Ma più che la concisione, fa il Nord la tristezza. “È come se certi paesaggi, inclusa la Svezia dello scrittore Stig Dagerman (che morì nel 1954 quando aveva trentun’anni), avessero un loro proprio suono. Paesaggi nordico me il suo ci arrivano senza elaborata descrizione o abbellimento, o una qualsiasi mostra di compiacimento.
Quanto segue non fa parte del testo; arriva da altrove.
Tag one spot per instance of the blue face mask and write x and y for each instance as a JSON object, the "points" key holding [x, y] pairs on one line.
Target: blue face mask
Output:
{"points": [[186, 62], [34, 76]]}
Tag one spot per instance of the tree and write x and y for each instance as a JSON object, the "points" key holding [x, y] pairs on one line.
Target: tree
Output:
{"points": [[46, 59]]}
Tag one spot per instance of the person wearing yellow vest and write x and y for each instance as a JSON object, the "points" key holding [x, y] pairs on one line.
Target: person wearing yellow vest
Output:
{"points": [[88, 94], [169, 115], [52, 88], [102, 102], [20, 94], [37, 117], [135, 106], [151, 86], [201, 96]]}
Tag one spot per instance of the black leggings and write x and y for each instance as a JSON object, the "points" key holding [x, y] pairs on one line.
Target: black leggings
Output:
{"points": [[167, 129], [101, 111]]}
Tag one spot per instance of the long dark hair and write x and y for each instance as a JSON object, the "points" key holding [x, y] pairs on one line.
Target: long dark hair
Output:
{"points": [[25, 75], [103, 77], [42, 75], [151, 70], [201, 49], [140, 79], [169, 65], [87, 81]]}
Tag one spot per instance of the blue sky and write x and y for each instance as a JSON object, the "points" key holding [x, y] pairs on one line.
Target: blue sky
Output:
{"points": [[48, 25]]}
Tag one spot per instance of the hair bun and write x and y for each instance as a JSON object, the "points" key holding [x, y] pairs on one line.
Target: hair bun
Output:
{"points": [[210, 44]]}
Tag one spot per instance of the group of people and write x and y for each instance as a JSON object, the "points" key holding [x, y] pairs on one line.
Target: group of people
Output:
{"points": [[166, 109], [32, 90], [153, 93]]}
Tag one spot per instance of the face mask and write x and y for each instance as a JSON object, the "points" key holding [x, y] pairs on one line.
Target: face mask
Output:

La luce è scarsa, e così anche l’emozione è razionata, o tenuta dentro e mai compiaciuta”. Il saggio prosegue con lo “spirito diffidente”, il tempo avverso (“nebbia, vento, nuvole, giorni brevi”), e “la prossimità del mare, il clima mutevole, la povertà o la memoria della povertà”, un concorso di cause che fanno del Nord “un mondo in cui poco si può ritenere garantito”. E dei suoi scrittori e poeti una sorta di minatori, che “hanno scavato questo senso di scarsità e trovato una poesia austera, una verità a caro prezzo”. Se non che leggendo Dagerman questo non emerge, o Thomas Tranströmer, che Tóibín porta a esempio – o Hamsun, nemmeno in Ibsen.
Lo stesso nelle immagini, pitture o film, di “certi artisti visuali nordici”: “Ombre grigie, luce soffusa, un senso di colore slavato, spettralità e sofferenza, con un’aura di assenza e occultamento di chiare informazioni, e la presenza di forti e austeri drammi, appaiono anche nel loro lavoro”. Forse Tóibín non visto Antonioni, o il Pasolini dei drammi, o anche solo Carrà. Ma certo c’è una specificità nordica, la volontà di essere.